Postman will add an entry in the Tools menu in WordPress that allows you to download the contact form logs in CSV format. You can change how this works using filters:

  • cgit_postman_log_capability edits the minimum user role that is required for log file downloads. The default is edit_pages, which means that administrators and editors can download log files.

  • cgit_postman_log_groups edits the way the logs are grouped. The default value is ['form_id'], which means that logs are grouped by form ID.

  • cgit_postman_log_aliases provides alternative, human-readable names for form IDs. If you make it return an associative array with keys corresponding to form IDs, the values will be displayed in WordPress instead.

Deleting logs

As of version 2.8.2 Postman will automatically truncate log files older than 180 days (an averaged 6 months). You can override this by looking at the contents below. Do not activate a version of Postman later than 2.8.1 without defining the appropriate constant if you do not want this to happen!
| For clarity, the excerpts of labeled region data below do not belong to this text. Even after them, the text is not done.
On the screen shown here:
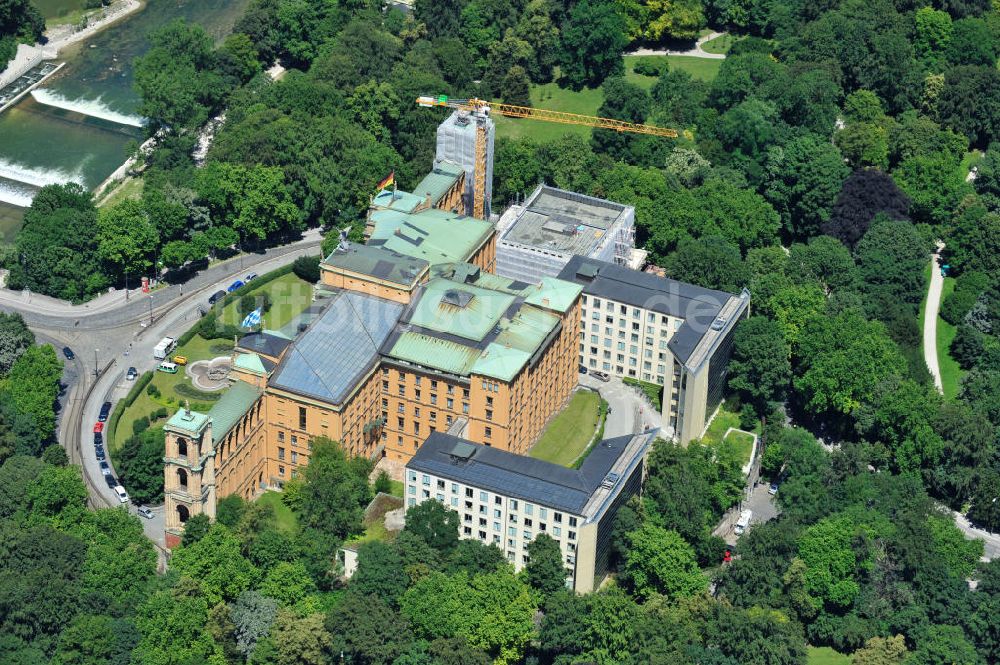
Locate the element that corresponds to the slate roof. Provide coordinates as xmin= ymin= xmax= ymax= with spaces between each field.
xmin=323 ymin=243 xmax=428 ymax=286
xmin=269 ymin=291 xmax=403 ymax=404
xmin=208 ymin=381 xmax=261 ymax=444
xmin=236 ymin=330 xmax=292 ymax=358
xmin=559 ymin=255 xmax=738 ymax=363
xmin=406 ymin=432 xmax=644 ymax=515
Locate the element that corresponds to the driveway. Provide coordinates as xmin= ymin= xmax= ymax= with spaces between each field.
xmin=924 ymin=248 xmax=944 ymax=393
xmin=579 ymin=374 xmax=660 ymax=439
xmin=625 ymin=32 xmax=726 ymax=60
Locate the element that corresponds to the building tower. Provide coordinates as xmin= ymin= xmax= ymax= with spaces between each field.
xmin=163 ymin=405 xmax=216 ymax=547
xmin=434 ymin=107 xmax=496 ymax=220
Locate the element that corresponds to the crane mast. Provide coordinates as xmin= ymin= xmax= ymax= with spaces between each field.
xmin=417 ymin=95 xmax=678 ymax=219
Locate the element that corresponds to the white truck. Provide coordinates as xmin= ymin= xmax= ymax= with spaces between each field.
xmin=153 ymin=337 xmax=177 ymax=360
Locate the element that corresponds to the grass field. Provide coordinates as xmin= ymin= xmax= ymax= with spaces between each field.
xmin=937 ymin=277 xmax=962 ymax=399
xmin=701 ymin=33 xmax=736 ymax=53
xmin=219 ymin=273 xmax=312 ymax=330
xmin=806 ymin=647 xmax=851 ymax=665
xmin=528 ymin=390 xmax=601 ymax=466
xmin=257 ymin=492 xmax=299 ymax=534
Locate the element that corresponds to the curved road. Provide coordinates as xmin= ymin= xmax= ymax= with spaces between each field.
xmin=625 ymin=32 xmax=726 ymax=60
xmin=0 ymin=230 xmax=321 ymax=547
xmin=924 ymin=243 xmax=944 ymax=393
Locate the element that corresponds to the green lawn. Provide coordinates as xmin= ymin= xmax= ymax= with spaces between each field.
xmin=806 ymin=647 xmax=851 ymax=665
xmin=108 ymin=335 xmax=233 ymax=451
xmin=701 ymin=33 xmax=736 ymax=53
xmin=937 ymin=277 xmax=962 ymax=399
xmin=257 ymin=492 xmax=299 ymax=533
xmin=528 ymin=390 xmax=601 ymax=466
xmin=219 ymin=273 xmax=312 ymax=330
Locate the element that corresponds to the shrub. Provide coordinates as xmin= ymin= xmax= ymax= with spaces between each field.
xmin=292 ymin=256 xmax=320 ymax=284
xmin=132 ymin=416 xmax=149 ymax=434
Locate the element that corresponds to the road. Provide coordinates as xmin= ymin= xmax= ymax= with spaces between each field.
xmin=0 ymin=231 xmax=321 ymax=546
xmin=924 ymin=243 xmax=944 ymax=393
xmin=580 ymin=374 xmax=660 ymax=439
xmin=625 ymin=32 xmax=726 ymax=60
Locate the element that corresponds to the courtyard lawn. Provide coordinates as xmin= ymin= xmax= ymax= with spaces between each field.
xmin=806 ymin=647 xmax=851 ymax=665
xmin=937 ymin=277 xmax=962 ymax=399
xmin=257 ymin=492 xmax=299 ymax=534
xmin=108 ymin=335 xmax=233 ymax=451
xmin=528 ymin=390 xmax=601 ymax=467
xmin=219 ymin=273 xmax=312 ymax=330
xmin=701 ymin=33 xmax=736 ymax=53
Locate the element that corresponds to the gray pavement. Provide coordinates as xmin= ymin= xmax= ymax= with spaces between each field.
xmin=579 ymin=374 xmax=660 ymax=438
xmin=0 ymin=230 xmax=321 ymax=547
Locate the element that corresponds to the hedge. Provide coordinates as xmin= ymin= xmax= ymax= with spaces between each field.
xmin=107 ymin=372 xmax=153 ymax=450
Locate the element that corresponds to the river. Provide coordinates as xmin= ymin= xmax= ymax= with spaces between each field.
xmin=0 ymin=0 xmax=249 ymax=242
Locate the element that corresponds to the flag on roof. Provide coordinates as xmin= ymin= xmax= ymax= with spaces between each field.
xmin=240 ymin=307 xmax=261 ymax=328
xmin=375 ymin=171 xmax=396 ymax=192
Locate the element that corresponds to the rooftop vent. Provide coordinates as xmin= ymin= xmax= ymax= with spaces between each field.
xmin=441 ymin=289 xmax=472 ymax=307
xmin=448 ymin=441 xmax=476 ymax=462
xmin=601 ymin=471 xmax=621 ymax=490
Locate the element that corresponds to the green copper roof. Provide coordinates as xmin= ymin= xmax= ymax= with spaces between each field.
xmin=524 ymin=277 xmax=583 ymax=312
xmin=472 ymin=344 xmax=531 ymax=381
xmin=410 ymin=278 xmax=514 ymax=341
xmin=233 ymin=353 xmax=267 ymax=376
xmin=164 ymin=408 xmax=208 ymax=436
xmin=372 ymin=189 xmax=424 ymax=212
xmin=323 ymin=243 xmax=427 ymax=286
xmin=368 ymin=209 xmax=493 ymax=265
xmin=413 ymin=162 xmax=465 ymax=205
xmin=389 ymin=332 xmax=479 ymax=376
xmin=208 ymin=381 xmax=260 ymax=444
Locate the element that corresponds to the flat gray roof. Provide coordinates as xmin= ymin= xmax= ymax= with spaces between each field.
xmin=500 ymin=185 xmax=627 ymax=254
xmin=406 ymin=432 xmax=651 ymax=516
xmin=269 ymin=291 xmax=403 ymax=404
xmin=559 ymin=256 xmax=739 ymax=364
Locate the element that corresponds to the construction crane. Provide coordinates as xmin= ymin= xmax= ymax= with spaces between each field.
xmin=417 ymin=95 xmax=677 ymax=219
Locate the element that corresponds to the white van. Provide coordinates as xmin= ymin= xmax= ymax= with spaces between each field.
xmin=733 ymin=510 xmax=753 ymax=536
xmin=153 ymin=337 xmax=177 ymax=360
You can also use the Tools menu to delete old log files. If there are currently log entries in the database, you will be able to delete logs by number or date or to delete all logs. This process can be automated by setting one or more constants in wp-config.php:

define('CGIT_POSTMAN_LOG_LIMIT', 100); // keep the most recent 100 logs
define('CGIT_POSTMAN_LOG_LIMIT_DAYS', 30); // keep the most recent 30 days logs
define('CGIT_POSTMAN_LOG_DELETE_ALL', true); // delete all logs

If these constants are set, the deletion process will take place when a user accesses the Wordpress admin panel.

Debugging

If CGIT_POSTMAN_MAIL_DUMP is defined, the mail class will return the contents of the email message instead of sending it. This might save you from accidentally emailing a client or filling up your inbox.

Actions

  • cgit_postman_{$form_id}_data_pre_validate runs after form submission and before validation; parameter is an array of form data.
  • cgit_postman_{$form_id}_data_post_validate runs after form submission and validation; parameter is an array of form data.
  • cgit_postman_{$form_id}_data runs after validation and before send on valid data only; parameter is an array of form data.
  • cgit_postman_{$form_id}_fields runs after validation and before send on valid data only; parameter is an array of form field definitions.

Filters

  • cgit_postman_data_pre_validate associative array of submitted form data, before validation.*
  • cgit_postman_data_post_validate associative array of submitted form data, after validation but before being sent.*
  • cgit_postman_errors associative array of errors after validation, with an array of data as the second parameter and the form ID as the third parameter.
  • cgit_postman_data associative array of submitted form data, validated and just prior to sending.*
  • cgit_postman_fields associative array of all field data, just prior to sending.*
  • cgit_postman_value_{$name} value of field $name.*
  • cgit_postman_error_{$name} error value of field $name.*
  • cgit_postman_message_content assembled email content.*
  • cgit_postman_mail_to mail class to address.
  • cgit_postman_mail_subject mail class subject.
  • cgit_postman_mail_content mail class content.
  • cgit_postman_mail_from mail class from address.
  • cgit_postman_mail_cc mail class cc address.
  • cgit_postman_mail_bcc mail class bcc address.
  • cgit_postman_mail_headers receives an associative array of headers.
  • cgit_postman_log_data associative array of data to be saved to the submission log in the database.*

For example, the Reply-To header could be edited as follows:

add_filter('cgit_postman_mail_headers', function($headers) {
    $headers['Reply-To'] = 'example@example.com';
    return $headers;
});

The filters marked with an asterisk accept the form ID as a second parameter so you can distinguish between different forms when filtering data. For example:

add_filter('cgit_postman_data', function ($data, $form_id) {
    if ($form_id != 'contact_form') {
        return $data;
    }

    // do something to data here

    return $data;
});

License

Released under the MIT License. See LICENSE for details.